Met zijn debuut Clausewitz in 2010 werd Joost de Vries (1983) door een journalist van NRC vergeleken met Harry Mulisch. De Vries had toen al de School voor Journalistiek en een master Geschiedenis aan de universiteit afgerond. Na een korte carrière bij het Ublad ging hij werken bij de Groene Amsterdammer waar hij nu adjunct-hoofdredacteur is.

Op de School voor Journalistiek merkte hij dat de schrijfopdrachten hem gemakkelijk af gingen, zegt hij in Trajectum. Hij begon toen met schrijven. “Wat ik schreef? Over studenten in Ralph Lauren polo’s met opstaande kraagjes die meisjes probeerden te versieren. Standaard. Dat soort dingen.”

Zijn debuutroman Clausewitz gaat over een jonge promovendus die op zoek gaat naar een verloren gewaande cultschrijver. Met dit boek werd hij genomineerd voor de Anton Wachterprijs en ontving hij het C.C.S. Crone stipendium.

In het tijdschrift Vooys van de opleiding Nederlands zegt De Vries dat zijn boek gezien kan worden als een protest tegen zijn eigen generatie. Waar personages in romans van hedendaagse schrijvers vaak niks kunnen, moeilijk met andere mensen om kunnen gaan en niet weten wat ze willen, heeft hij in Clausewitz voor een hoofdpersoon gekozen die wel heel goed weet wat hij wil en ambitieus is.

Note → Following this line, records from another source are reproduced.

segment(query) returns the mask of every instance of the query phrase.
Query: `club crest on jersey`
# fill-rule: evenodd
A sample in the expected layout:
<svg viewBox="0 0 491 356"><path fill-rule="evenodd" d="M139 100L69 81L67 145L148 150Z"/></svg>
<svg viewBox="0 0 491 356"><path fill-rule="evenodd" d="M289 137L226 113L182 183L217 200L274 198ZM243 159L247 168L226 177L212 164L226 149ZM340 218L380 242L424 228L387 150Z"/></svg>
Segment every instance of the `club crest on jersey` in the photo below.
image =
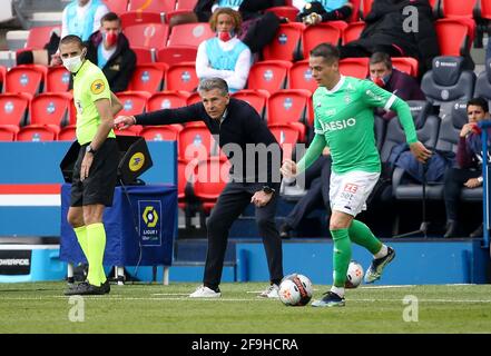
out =
<svg viewBox="0 0 491 356"><path fill-rule="evenodd" d="M345 128L352 127L356 125L355 118L350 118L347 120L335 120L331 122L323 122L320 120L322 130L324 132L326 131L336 131L336 130L343 130Z"/></svg>
<svg viewBox="0 0 491 356"><path fill-rule="evenodd" d="M355 194L356 190L359 190L359 186L357 186L357 185L354 185L354 184L347 182L347 184L344 186L344 191L347 191L347 192L351 192L351 194Z"/></svg>

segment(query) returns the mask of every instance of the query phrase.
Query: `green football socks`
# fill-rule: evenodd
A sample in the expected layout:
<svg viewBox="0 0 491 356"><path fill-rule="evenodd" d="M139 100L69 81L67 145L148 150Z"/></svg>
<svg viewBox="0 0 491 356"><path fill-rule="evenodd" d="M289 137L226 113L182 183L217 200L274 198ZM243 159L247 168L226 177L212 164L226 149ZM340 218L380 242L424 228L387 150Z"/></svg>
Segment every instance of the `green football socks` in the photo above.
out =
<svg viewBox="0 0 491 356"><path fill-rule="evenodd" d="M347 229L331 230L334 241L333 250L333 279L334 286L344 288L347 267L351 260L351 240Z"/></svg>
<svg viewBox="0 0 491 356"><path fill-rule="evenodd" d="M102 260L106 248L106 230L102 222L87 226L87 246L89 256L89 275L87 279L92 286L100 286L106 281Z"/></svg>
<svg viewBox="0 0 491 356"><path fill-rule="evenodd" d="M348 229L350 238L356 245L363 246L372 255L382 248L382 243L372 234L372 230L362 221L353 220Z"/></svg>

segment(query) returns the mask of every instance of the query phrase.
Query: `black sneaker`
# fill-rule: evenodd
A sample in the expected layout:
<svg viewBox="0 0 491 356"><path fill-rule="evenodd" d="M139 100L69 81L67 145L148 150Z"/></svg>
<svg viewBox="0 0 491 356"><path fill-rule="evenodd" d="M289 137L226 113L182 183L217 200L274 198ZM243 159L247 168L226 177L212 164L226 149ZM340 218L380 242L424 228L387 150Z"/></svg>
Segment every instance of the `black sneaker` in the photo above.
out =
<svg viewBox="0 0 491 356"><path fill-rule="evenodd" d="M344 297L340 297L334 291L324 293L324 297L320 300L312 301L313 307L344 307Z"/></svg>
<svg viewBox="0 0 491 356"><path fill-rule="evenodd" d="M394 259L394 257L395 250L392 247L387 247L387 255L385 257L376 259L374 258L369 269L366 270L365 283L374 283L375 280L380 279L383 269L390 261Z"/></svg>
<svg viewBox="0 0 491 356"><path fill-rule="evenodd" d="M100 285L104 289L104 294L109 294L111 291L111 285L109 284L109 278L106 278L106 281Z"/></svg>
<svg viewBox="0 0 491 356"><path fill-rule="evenodd" d="M69 288L65 291L66 296L89 296L89 295L104 295L105 289L101 286L94 286L88 281L82 281L73 288Z"/></svg>
<svg viewBox="0 0 491 356"><path fill-rule="evenodd" d="M484 236L484 227L482 224L475 230L473 230L471 235L469 235L469 237L472 238L483 237L483 236Z"/></svg>

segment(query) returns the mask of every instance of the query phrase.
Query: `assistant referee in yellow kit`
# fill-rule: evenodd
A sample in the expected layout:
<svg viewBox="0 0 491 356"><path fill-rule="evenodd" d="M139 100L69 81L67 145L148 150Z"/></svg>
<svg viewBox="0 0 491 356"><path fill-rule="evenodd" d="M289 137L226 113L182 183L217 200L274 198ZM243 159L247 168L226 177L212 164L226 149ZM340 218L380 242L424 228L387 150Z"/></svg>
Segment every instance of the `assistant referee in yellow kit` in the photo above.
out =
<svg viewBox="0 0 491 356"><path fill-rule="evenodd" d="M102 267L106 247L102 214L105 207L112 205L117 181L119 150L112 120L122 106L111 93L102 71L85 58L87 49L79 37L62 38L59 50L63 66L73 76L77 140L80 144L67 220L89 261L87 281L65 294L101 295L110 290Z"/></svg>

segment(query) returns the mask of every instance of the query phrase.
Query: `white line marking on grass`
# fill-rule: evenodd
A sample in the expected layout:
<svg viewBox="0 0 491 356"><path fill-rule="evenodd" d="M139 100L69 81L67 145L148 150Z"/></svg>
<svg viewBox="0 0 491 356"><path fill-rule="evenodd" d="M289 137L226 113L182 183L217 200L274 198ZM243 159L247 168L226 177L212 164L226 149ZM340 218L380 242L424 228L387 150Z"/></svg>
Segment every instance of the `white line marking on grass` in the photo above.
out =
<svg viewBox="0 0 491 356"><path fill-rule="evenodd" d="M389 288L413 288L416 285L397 285L397 286L361 286L362 289L389 289Z"/></svg>

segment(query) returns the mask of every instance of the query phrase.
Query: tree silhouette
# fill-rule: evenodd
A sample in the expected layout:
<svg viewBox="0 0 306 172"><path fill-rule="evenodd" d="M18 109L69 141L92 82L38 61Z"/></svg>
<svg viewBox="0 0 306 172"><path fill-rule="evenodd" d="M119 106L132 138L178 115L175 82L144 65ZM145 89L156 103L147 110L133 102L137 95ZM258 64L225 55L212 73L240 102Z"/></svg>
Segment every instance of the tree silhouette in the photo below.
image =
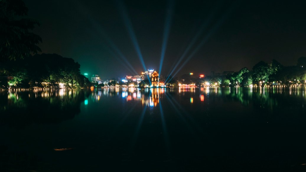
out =
<svg viewBox="0 0 306 172"><path fill-rule="evenodd" d="M21 0L0 0L0 60L23 59L41 52L41 38L31 31L37 21L24 18L28 8Z"/></svg>

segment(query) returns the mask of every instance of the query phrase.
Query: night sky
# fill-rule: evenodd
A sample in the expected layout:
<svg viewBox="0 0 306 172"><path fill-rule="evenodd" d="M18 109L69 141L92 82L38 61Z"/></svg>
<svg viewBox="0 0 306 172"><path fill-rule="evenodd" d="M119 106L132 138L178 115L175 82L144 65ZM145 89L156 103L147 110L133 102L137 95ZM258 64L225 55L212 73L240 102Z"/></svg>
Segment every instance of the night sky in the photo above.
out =
<svg viewBox="0 0 306 172"><path fill-rule="evenodd" d="M123 9L146 67L158 71L165 21L170 16L161 75L169 74L196 35L181 64L193 55L177 76L245 67L251 69L260 60L273 59L294 65L299 57L306 56L305 2L203 1L24 0L29 17L40 23L34 32L43 39L39 45L42 53L72 58L81 64L82 73L96 74L103 79L134 74L114 45L135 71L144 70Z"/></svg>

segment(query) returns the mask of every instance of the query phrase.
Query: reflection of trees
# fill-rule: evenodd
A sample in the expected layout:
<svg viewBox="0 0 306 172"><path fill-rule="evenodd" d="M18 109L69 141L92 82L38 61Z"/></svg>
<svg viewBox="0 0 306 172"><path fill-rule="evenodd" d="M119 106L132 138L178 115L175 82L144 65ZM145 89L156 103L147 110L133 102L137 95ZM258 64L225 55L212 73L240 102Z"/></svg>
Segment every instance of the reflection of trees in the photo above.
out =
<svg viewBox="0 0 306 172"><path fill-rule="evenodd" d="M237 89L237 90L236 90ZM253 90L252 90L253 89ZM256 108L278 111L282 107L282 110L301 110L304 102L303 93L300 90L291 90L286 88L257 88L255 89L233 88L228 98L239 101L242 104L252 105ZM294 91L296 95L293 95Z"/></svg>
<svg viewBox="0 0 306 172"><path fill-rule="evenodd" d="M81 90L0 92L1 122L18 126L72 118L80 112L81 103L89 95Z"/></svg>

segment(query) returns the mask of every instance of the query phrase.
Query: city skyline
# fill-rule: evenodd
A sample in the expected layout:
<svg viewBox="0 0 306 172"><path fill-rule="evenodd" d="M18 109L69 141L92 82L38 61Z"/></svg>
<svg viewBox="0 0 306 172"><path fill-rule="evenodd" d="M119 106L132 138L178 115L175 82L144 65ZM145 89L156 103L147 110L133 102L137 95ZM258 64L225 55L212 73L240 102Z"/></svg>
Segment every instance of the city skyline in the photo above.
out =
<svg viewBox="0 0 306 172"><path fill-rule="evenodd" d="M40 23L34 31L42 53L73 58L82 73L116 78L153 68L164 76L209 74L273 59L294 65L306 54L302 2L24 2Z"/></svg>

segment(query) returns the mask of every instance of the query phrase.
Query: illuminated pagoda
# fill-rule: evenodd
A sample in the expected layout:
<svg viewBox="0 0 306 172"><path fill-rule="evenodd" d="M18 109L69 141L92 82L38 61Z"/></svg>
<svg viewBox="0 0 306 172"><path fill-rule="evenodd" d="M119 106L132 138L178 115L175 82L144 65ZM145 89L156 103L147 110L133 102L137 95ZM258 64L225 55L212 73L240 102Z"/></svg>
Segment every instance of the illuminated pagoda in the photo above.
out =
<svg viewBox="0 0 306 172"><path fill-rule="evenodd" d="M157 72L154 71L151 75L152 81L152 86L158 87L159 86L159 74Z"/></svg>

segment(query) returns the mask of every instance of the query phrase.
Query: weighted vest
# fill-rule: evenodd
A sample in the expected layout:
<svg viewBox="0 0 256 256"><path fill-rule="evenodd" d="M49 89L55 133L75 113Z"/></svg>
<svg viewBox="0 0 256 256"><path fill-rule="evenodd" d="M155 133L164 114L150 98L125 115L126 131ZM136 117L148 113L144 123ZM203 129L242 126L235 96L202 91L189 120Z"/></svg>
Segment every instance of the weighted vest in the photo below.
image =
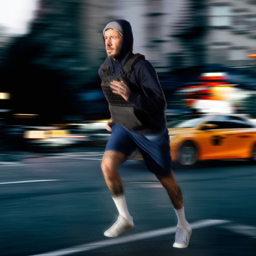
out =
<svg viewBox="0 0 256 256"><path fill-rule="evenodd" d="M121 75L113 77L110 72L108 58L105 60L101 69L104 73L102 79L101 87L105 96L109 103L111 117L115 123L122 125L130 129L135 129L142 126L142 124L137 116L138 110L127 102L121 95L113 93L110 88L110 82L113 80L122 81L126 83L133 91L142 92L141 88L135 86L129 81L130 76L133 67L139 60L144 60L145 57L140 53L134 54L125 63Z"/></svg>

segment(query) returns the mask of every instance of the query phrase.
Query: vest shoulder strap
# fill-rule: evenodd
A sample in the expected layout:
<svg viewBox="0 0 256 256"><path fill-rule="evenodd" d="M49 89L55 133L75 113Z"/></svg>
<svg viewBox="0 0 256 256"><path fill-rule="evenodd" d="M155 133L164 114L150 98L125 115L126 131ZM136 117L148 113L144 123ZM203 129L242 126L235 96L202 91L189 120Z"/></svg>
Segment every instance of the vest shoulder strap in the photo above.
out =
<svg viewBox="0 0 256 256"><path fill-rule="evenodd" d="M108 57L107 57L103 63L102 66L101 67L101 69L104 72L105 76L109 76L110 75L110 72L109 71L109 65L108 61Z"/></svg>
<svg viewBox="0 0 256 256"><path fill-rule="evenodd" d="M135 53L126 61L123 68L123 76L129 79L133 70L134 65L141 60L144 60L145 56L141 53Z"/></svg>
<svg viewBox="0 0 256 256"><path fill-rule="evenodd" d="M145 56L141 53L135 53L131 57L126 61L123 68L122 75L127 79L129 79L131 72L133 70L134 65L141 60L144 60ZM109 65L108 63L108 57L106 57L101 69L104 72L105 76L110 76Z"/></svg>

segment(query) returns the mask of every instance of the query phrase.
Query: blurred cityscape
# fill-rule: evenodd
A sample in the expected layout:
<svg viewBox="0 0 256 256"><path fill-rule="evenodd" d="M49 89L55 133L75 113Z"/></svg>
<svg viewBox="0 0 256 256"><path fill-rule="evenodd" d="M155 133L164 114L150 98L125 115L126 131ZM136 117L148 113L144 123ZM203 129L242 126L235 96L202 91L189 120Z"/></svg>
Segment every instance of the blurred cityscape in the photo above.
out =
<svg viewBox="0 0 256 256"><path fill-rule="evenodd" d="M115 18L130 22L134 52L157 69L168 118L218 111L255 118L255 0L2 2L2 133L109 118L98 69L102 28Z"/></svg>
<svg viewBox="0 0 256 256"><path fill-rule="evenodd" d="M102 30L133 28L156 69L175 179L193 229L137 151L119 169L136 228L101 170ZM256 0L0 0L0 255L252 256L256 250Z"/></svg>

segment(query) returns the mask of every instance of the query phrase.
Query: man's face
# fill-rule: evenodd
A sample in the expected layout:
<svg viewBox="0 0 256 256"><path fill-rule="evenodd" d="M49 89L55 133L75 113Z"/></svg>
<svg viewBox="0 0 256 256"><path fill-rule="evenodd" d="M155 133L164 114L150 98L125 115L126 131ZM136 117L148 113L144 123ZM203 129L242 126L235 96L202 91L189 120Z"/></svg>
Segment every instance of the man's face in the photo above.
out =
<svg viewBox="0 0 256 256"><path fill-rule="evenodd" d="M104 38L108 57L115 59L120 50L122 36L116 30L109 29L105 31Z"/></svg>

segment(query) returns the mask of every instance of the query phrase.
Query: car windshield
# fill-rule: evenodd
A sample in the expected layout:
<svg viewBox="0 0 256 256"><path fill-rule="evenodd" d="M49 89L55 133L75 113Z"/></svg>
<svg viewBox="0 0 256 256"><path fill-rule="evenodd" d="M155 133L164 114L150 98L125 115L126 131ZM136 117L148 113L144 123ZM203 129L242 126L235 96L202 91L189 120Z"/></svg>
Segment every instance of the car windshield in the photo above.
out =
<svg viewBox="0 0 256 256"><path fill-rule="evenodd" d="M188 128L195 127L199 125L199 123L200 123L205 118L205 117L201 117L196 118L190 119L189 120L179 122L172 127L176 128Z"/></svg>

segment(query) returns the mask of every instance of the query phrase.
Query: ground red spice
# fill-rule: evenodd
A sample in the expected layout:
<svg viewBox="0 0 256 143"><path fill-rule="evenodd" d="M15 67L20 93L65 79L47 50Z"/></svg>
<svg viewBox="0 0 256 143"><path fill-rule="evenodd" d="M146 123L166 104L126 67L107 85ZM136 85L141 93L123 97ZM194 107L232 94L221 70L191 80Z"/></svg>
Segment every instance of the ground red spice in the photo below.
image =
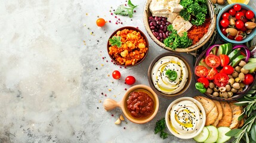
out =
<svg viewBox="0 0 256 143"><path fill-rule="evenodd" d="M207 33L210 23L211 19L206 18L205 23L202 25L199 26L193 25L189 29L187 32L187 36L193 41L193 45L199 41L203 35Z"/></svg>

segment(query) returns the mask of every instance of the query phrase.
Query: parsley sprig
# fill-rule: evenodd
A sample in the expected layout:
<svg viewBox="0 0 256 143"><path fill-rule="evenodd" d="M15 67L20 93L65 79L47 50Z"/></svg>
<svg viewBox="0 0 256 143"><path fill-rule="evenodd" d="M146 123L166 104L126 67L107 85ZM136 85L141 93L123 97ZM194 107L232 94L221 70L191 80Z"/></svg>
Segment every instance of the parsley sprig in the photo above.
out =
<svg viewBox="0 0 256 143"><path fill-rule="evenodd" d="M121 37L119 36L113 36L112 38L109 39L109 43L112 46L116 45L118 48L120 48L122 46Z"/></svg>
<svg viewBox="0 0 256 143"><path fill-rule="evenodd" d="M128 0L128 5L129 7L125 7L124 5L118 7L114 14L122 15L129 15L130 18L132 17L133 10L138 7L138 5L134 5L131 2L131 0Z"/></svg>

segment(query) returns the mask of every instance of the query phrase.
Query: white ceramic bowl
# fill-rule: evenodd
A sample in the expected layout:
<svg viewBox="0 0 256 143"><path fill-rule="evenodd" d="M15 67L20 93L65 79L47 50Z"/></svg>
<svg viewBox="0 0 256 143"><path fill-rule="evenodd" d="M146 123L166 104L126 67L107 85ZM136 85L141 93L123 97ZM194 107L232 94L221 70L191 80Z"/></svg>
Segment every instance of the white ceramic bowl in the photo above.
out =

Ook zijn tweede roman De republiek speelt zich af in het academische milieu. De jonge onderzoeker Friso mist de herdenking van de dood van zijn leermeester die een prominent Hitleronderzoeker is. Als blijkt dat een andere jonge onderzoeker furore heeft gemaakt tijdens die herdenking, zint Friso op wraak. Voor dit boek ontving De Vries de Gouden Boekenuil. De roman is in meer dan tien talen vertaald.

Zijn tip:

Je moet als schrijver durven. Een verhaal moet lef hebben. Er zijn te veel boeken die volgens een vast, veilig patroon worden geschreven. Op elke pagina moet iets gebeuren. En niet iedereen hoeft het leuk te vinden wat je schrijft.